The undersigned hereby grants to each such attorney-in-fact full power and
authority to do and perform any and every act and thing whatsoever requisite,
necessary, or proper to be done in connection with the exercise of any of the
rights and powers herein granted, as fully to all intents and purposes as the
undersigned might or could do if personally present, with full power of
substitution or revocation, hereby ratifying and confirming all that such
attorney-in-fact, or such attorney-in-fact's substitute or substitutes, shall
lawfully do or cause to be done by virtue of this Power of Attorney and the
rights and powers herein granted. The undersigned acknowledges that the
foregoing attorneys-in-fact, in serving in such capacity at the request of the
undersigned, are not assuming, nor is the Company assuming, any of the
undersigned's responsibilities to comply with Section 16 of the Exchange Act.
This Power of Attorney shall remain in full force and effect until the
undersigned is no longer required to file Forms 3, 4, and 5 with respect to the
undersigned's holdings of and transactions in securities issued by the Company,
unless earlier revoked by the undersigned in a signed writing delivered to the
This Power of Attorney does not relieve the undersigned from
responsibility for compliance with the undersigned's obligations under the
Exchange Act, including, without limitation, the reporting requirements under
Section 16 of the Exchange Act.

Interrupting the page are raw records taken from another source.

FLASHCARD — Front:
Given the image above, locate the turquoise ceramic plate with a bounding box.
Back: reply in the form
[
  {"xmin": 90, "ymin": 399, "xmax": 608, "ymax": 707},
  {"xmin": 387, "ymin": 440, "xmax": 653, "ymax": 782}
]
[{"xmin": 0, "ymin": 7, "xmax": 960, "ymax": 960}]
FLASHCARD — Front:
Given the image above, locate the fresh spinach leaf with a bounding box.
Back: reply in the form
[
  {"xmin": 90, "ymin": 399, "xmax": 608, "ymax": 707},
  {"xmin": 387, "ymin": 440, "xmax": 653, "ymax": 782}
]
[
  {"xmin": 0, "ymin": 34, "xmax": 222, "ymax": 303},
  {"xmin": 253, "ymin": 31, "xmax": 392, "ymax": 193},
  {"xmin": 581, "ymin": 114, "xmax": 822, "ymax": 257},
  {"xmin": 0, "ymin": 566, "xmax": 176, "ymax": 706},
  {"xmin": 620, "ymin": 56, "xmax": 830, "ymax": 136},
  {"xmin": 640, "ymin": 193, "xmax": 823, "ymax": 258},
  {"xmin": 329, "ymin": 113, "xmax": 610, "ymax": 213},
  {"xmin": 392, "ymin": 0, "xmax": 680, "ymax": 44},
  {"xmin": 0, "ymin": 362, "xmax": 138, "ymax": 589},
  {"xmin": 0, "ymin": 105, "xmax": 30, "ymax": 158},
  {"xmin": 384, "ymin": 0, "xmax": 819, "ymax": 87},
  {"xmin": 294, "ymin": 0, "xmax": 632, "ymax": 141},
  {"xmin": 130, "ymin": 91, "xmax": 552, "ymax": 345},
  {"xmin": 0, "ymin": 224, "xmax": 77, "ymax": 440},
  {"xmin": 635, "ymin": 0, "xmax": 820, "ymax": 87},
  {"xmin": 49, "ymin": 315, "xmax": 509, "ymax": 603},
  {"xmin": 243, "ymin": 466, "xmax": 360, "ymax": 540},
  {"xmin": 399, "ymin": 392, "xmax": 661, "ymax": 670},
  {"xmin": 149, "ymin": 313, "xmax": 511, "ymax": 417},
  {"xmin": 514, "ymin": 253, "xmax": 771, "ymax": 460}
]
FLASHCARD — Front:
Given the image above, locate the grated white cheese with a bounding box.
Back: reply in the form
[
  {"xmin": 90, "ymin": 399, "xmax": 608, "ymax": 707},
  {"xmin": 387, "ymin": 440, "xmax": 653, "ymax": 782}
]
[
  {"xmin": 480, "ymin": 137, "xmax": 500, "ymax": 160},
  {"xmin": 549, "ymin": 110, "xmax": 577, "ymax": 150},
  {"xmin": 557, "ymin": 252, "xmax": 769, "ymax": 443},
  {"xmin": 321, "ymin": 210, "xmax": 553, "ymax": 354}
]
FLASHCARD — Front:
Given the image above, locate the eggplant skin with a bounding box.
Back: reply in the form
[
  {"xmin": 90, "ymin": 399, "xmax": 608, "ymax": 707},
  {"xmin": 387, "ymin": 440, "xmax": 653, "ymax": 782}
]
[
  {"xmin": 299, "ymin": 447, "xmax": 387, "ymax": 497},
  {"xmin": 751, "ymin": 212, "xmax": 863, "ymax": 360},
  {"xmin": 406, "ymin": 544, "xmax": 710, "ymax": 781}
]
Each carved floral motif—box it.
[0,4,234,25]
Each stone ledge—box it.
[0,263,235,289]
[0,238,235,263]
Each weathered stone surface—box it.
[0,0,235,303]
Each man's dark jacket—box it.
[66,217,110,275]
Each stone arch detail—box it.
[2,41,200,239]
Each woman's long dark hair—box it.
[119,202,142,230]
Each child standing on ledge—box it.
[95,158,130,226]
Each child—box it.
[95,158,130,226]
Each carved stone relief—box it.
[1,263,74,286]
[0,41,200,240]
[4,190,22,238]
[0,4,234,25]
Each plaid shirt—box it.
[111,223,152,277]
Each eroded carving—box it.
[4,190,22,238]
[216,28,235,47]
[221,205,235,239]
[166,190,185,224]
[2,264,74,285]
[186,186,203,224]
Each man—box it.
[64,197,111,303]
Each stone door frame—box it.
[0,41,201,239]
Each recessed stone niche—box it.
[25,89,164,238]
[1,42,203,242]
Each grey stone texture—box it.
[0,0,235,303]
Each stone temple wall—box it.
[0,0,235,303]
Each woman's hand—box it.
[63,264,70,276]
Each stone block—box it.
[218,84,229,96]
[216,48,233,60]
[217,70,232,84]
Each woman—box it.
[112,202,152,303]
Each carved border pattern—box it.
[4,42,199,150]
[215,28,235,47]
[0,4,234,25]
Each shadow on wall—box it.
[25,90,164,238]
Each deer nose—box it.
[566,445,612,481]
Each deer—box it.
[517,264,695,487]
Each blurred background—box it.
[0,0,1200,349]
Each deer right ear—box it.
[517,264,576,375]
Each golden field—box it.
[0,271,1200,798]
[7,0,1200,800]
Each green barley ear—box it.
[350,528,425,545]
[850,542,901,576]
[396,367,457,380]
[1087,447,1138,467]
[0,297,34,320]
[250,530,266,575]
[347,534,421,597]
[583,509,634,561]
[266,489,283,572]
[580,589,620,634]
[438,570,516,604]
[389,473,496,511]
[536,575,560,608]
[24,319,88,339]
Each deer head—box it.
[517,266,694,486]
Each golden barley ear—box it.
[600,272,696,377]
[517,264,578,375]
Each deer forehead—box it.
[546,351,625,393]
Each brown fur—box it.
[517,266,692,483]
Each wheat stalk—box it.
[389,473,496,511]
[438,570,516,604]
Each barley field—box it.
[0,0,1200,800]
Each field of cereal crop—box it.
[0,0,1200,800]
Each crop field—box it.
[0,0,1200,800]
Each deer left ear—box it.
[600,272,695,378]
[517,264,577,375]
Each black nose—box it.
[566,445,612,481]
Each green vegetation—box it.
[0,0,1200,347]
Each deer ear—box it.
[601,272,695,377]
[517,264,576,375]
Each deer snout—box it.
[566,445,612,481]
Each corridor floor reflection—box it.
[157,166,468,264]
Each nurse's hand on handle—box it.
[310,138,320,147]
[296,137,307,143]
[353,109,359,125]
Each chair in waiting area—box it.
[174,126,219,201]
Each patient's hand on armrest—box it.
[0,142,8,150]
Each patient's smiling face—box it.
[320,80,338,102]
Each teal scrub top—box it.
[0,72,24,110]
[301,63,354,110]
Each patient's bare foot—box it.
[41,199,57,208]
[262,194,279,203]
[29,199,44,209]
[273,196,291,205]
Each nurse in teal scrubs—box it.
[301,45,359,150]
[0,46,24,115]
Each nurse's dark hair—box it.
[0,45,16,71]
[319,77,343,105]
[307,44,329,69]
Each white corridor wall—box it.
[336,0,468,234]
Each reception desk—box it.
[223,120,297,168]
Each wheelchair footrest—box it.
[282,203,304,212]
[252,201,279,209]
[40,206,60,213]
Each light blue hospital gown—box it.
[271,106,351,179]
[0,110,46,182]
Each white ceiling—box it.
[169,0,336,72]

Additionally, although pursuant to this Power
of Attorney the Company will use commercially reasonable best efforts to timely
and accurately file Section 16 reports on behalf of the undersigned, the Company
does not represent or warrant that it will be able to in all cases timely and
accurately file Section 16 reports on behalf of the undersigned due to various
factors, including, but not limited to, the shorter deadlines mandated by the
Sarbanes-Oxley Act of 2002, possible time zone differences between the Company
and the undersigned and the Company's need to rely on others for information,
including the undersigned and brokers of the undersigned.
IN WITNESS WHEREOF, the undersigned had caused this Power of Attorney to
be executed as of this 6th day of June, 2019.